Violación directa de la ley por falta de aplicación. A juicio del casacionista, el Tribunal violó la ley por falta de aplicación del artículo 448 de la Ley 906 de 2004 sobre la congruencia. Dado que la congruencia es una garantía establecida a favor del acusado, su desconocimiento debe proponerse por vía de la causal segunda del artículo 181 y su desarrollo y demostración adelantarse conform las exigencias de la violación directa de la ley sustancial, cuando el error recae sobre la ubicación del hecho en el tipo penal, o indirecta si obedece a equívocos en el proceso de análisis y valoración de la prueba.

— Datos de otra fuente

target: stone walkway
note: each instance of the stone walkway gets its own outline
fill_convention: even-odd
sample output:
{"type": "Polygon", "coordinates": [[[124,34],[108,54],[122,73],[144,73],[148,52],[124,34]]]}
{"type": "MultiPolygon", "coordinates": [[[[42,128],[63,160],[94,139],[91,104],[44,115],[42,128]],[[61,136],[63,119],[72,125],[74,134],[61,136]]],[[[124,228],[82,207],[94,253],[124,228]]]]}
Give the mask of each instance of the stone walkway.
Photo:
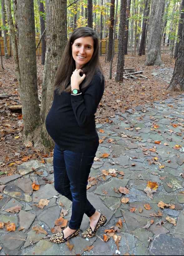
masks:
{"type": "Polygon", "coordinates": [[[81,236],[89,225],[85,216],[79,236],[70,240],[71,251],[68,244],[42,239],[61,230],[71,215],[71,202],[51,182],[52,158],[45,164],[22,164],[19,174],[0,179],[7,185],[0,187],[0,254],[184,255],[184,112],[181,94],[117,113],[97,125],[101,143],[87,196],[108,222],[86,240],[81,236]],[[15,212],[6,211],[17,205],[15,212]],[[9,231],[9,221],[15,231],[9,231]]]}

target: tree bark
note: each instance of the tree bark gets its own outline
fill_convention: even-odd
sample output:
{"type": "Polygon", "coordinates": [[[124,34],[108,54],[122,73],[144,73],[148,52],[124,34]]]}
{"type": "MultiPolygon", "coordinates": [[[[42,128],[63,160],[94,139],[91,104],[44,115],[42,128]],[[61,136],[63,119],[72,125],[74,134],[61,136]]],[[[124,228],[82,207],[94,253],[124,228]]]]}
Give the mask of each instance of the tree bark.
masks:
{"type": "Polygon", "coordinates": [[[142,34],[141,34],[141,39],[139,50],[138,55],[142,56],[142,55],[145,55],[145,40],[146,36],[146,24],[148,22],[148,18],[146,18],[148,16],[149,12],[150,7],[150,2],[149,1],[146,0],[145,3],[145,6],[143,12],[143,25],[142,26],[142,34]]]}
{"type": "Polygon", "coordinates": [[[100,13],[100,46],[99,48],[99,55],[102,56],[102,40],[103,37],[103,10],[102,6],[103,5],[103,0],[101,1],[101,8],[102,10],[100,13]]]}
{"type": "Polygon", "coordinates": [[[173,75],[168,90],[179,91],[184,90],[184,19],[182,27],[178,55],[173,75]]]}
{"type": "Polygon", "coordinates": [[[130,11],[131,5],[131,0],[127,0],[127,4],[126,11],[126,24],[125,25],[125,34],[124,54],[128,54],[128,27],[129,20],[128,19],[130,16],[130,11]]]}
{"type": "Polygon", "coordinates": [[[126,20],[127,0],[121,0],[120,18],[118,37],[118,58],[116,81],[123,81],[123,69],[124,63],[125,32],[126,20]]]}
{"type": "Polygon", "coordinates": [[[110,61],[112,57],[113,43],[113,32],[114,23],[114,5],[115,0],[111,0],[110,8],[110,21],[109,32],[109,44],[108,45],[108,53],[107,60],[110,61]]]}
{"type": "Polygon", "coordinates": [[[88,27],[93,28],[93,0],[88,0],[88,27]]]}
{"type": "Polygon", "coordinates": [[[148,55],[144,65],[162,66],[160,36],[163,0],[153,0],[149,18],[148,55]]]}
{"type": "MultiPolygon", "coordinates": [[[[1,0],[1,11],[2,12],[2,25],[4,28],[6,27],[6,13],[5,8],[5,4],[4,0],[1,0]]],[[[8,60],[9,59],[10,56],[8,55],[8,43],[7,42],[7,33],[8,31],[7,29],[3,29],[3,34],[4,36],[4,59],[8,60]]]]}
{"type": "Polygon", "coordinates": [[[31,141],[41,124],[38,93],[33,0],[17,0],[20,95],[24,123],[23,141],[31,141]]]}
{"type": "MultiPolygon", "coordinates": [[[[44,7],[43,3],[41,0],[39,1],[39,11],[44,13],[44,7]]],[[[45,29],[45,20],[41,15],[40,15],[40,36],[43,34],[45,29]]],[[[45,38],[45,34],[43,36],[41,39],[41,64],[44,65],[45,59],[45,54],[46,52],[46,43],[45,38]]]]}
{"type": "MultiPolygon", "coordinates": [[[[179,40],[182,34],[182,27],[183,24],[183,20],[184,17],[184,0],[182,0],[181,2],[181,11],[180,12],[180,17],[178,21],[178,29],[177,37],[179,40]]],[[[175,51],[174,52],[174,58],[176,59],[178,51],[178,49],[179,44],[179,42],[177,41],[175,47],[175,51]]]]}

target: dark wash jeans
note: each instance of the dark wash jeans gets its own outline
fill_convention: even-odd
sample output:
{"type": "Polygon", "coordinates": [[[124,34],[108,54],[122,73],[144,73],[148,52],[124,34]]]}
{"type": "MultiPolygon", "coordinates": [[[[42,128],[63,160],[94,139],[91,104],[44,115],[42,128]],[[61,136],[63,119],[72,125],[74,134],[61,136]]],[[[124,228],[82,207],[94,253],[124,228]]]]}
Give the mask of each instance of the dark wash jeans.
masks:
{"type": "MultiPolygon", "coordinates": [[[[96,210],[87,199],[86,186],[94,154],[76,153],[65,150],[56,144],[53,165],[56,190],[72,201],[69,227],[80,227],[84,213],[91,217],[96,210]]],[[[61,202],[62,203],[62,202],[61,202]]]]}

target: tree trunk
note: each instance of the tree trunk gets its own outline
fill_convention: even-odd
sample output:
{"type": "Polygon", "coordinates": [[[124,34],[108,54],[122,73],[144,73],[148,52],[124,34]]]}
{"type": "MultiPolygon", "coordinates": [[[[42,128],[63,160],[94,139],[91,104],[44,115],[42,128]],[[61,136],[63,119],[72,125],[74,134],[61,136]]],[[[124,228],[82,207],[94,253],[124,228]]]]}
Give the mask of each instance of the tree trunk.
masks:
{"type": "Polygon", "coordinates": [[[178,55],[172,77],[168,90],[180,91],[184,90],[184,19],[182,27],[178,55]]]}
{"type": "Polygon", "coordinates": [[[93,28],[93,0],[88,0],[88,27],[93,28]]]}
{"type": "Polygon", "coordinates": [[[110,3],[109,18],[110,23],[109,25],[109,44],[108,45],[108,53],[107,59],[107,60],[108,61],[110,61],[112,57],[114,23],[114,4],[115,0],[111,0],[110,3]]]}
{"type": "MultiPolygon", "coordinates": [[[[5,4],[4,0],[1,0],[1,11],[2,12],[2,25],[5,28],[6,26],[6,13],[5,8],[5,4]]],[[[8,31],[7,29],[3,29],[3,34],[4,36],[4,59],[8,60],[10,56],[8,55],[8,43],[7,42],[7,33],[8,31]]]]}
{"type": "Polygon", "coordinates": [[[100,56],[102,56],[102,40],[103,38],[103,18],[102,13],[102,6],[103,5],[103,0],[101,0],[101,8],[102,10],[100,13],[100,46],[99,48],[99,55],[100,56]]]}
{"type": "Polygon", "coordinates": [[[124,54],[128,54],[128,26],[129,20],[128,19],[130,16],[130,11],[131,5],[131,0],[127,0],[127,6],[126,11],[126,24],[125,25],[125,35],[124,54]]]}
{"type": "Polygon", "coordinates": [[[160,53],[162,12],[163,0],[153,0],[149,18],[148,55],[144,65],[163,65],[160,53]]]}
{"type": "MultiPolygon", "coordinates": [[[[39,11],[42,13],[44,13],[44,7],[42,1],[40,0],[39,1],[39,11]]],[[[41,15],[40,15],[40,36],[43,34],[45,30],[45,20],[41,15]]],[[[46,52],[46,43],[45,38],[45,34],[43,36],[41,39],[41,64],[44,65],[45,59],[45,54],[46,52]]]]}
{"type": "Polygon", "coordinates": [[[181,37],[182,32],[183,20],[183,18],[184,17],[184,12],[183,11],[183,9],[184,9],[184,0],[182,0],[182,2],[181,2],[181,11],[180,12],[180,17],[178,21],[178,27],[177,33],[177,37],[179,39],[179,42],[178,42],[177,41],[176,44],[175,51],[174,52],[174,59],[176,59],[177,58],[179,47],[179,40],[181,37]]]}
{"type": "Polygon", "coordinates": [[[144,9],[143,12],[143,25],[142,26],[142,34],[141,34],[141,39],[139,50],[138,55],[141,56],[142,54],[144,55],[145,54],[145,40],[146,36],[146,24],[148,22],[148,17],[149,15],[149,8],[150,7],[150,2],[148,0],[146,0],[145,3],[145,7],[144,9]]]}
{"type": "Polygon", "coordinates": [[[126,21],[127,0],[121,0],[120,18],[118,36],[118,59],[116,81],[123,81],[123,69],[124,62],[125,32],[126,21]]]}
{"type": "Polygon", "coordinates": [[[31,141],[41,124],[38,94],[33,0],[17,0],[20,95],[24,123],[23,141],[31,141]]]}

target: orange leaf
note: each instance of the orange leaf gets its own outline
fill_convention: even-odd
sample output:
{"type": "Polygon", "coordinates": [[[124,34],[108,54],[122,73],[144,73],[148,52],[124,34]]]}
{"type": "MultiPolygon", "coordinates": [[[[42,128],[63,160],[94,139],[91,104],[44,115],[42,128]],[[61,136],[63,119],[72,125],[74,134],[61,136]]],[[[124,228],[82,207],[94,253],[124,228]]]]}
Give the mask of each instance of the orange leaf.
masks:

En este sentido, la formulación del reparo se hace por la causal equivocada. Al margen de esta deficiencia, el censor enuncia el cargo sin desarrollarlo ni demostrarlo. La simple afirmación, según la cual, en el escrito de acusación se reprochaba al procesado la conducta punible descrita en el artículo 402 del Código Penal “sin los contenidos de la circunstancia de agravación”, nada expresa, como tampoco los tres interrogantes constitutivos del problema jurídico que plantea en la demanda, ni la remisión al artículo 29 de la Carta Política.
En efecto, señalar que la sanción establecida para el delito de omisión del agente retenedor o recaudador es prisión de 4 años a 9 y no de 4 a 12, es un tema que ninguna relación guarda con el principio de congruencia, ni la tiene las preguntas propuestas en la censura al considerar como “circunstancia de agravación” de la pena, el aumento en una tercera parte del término de prescripción de la acción penal para el hecho punible cometido por el servidor público en las condiciones descritas en el artículo 83 del Código Penal.
En este sentido, para el demandante era ineludible mostrar que los jueces de instancia al resolver la solicitud de prescripción no solamente incrementaron el máximo de la pena en la proporción indicada para negarla, sino que además le dieron otro alcance legal al considerarla en el proceso de dosificación de la pena, como circunstancia modificadora de los límites mínimos y máximos aplicables para establecer el ámbito de movilidad punitivo.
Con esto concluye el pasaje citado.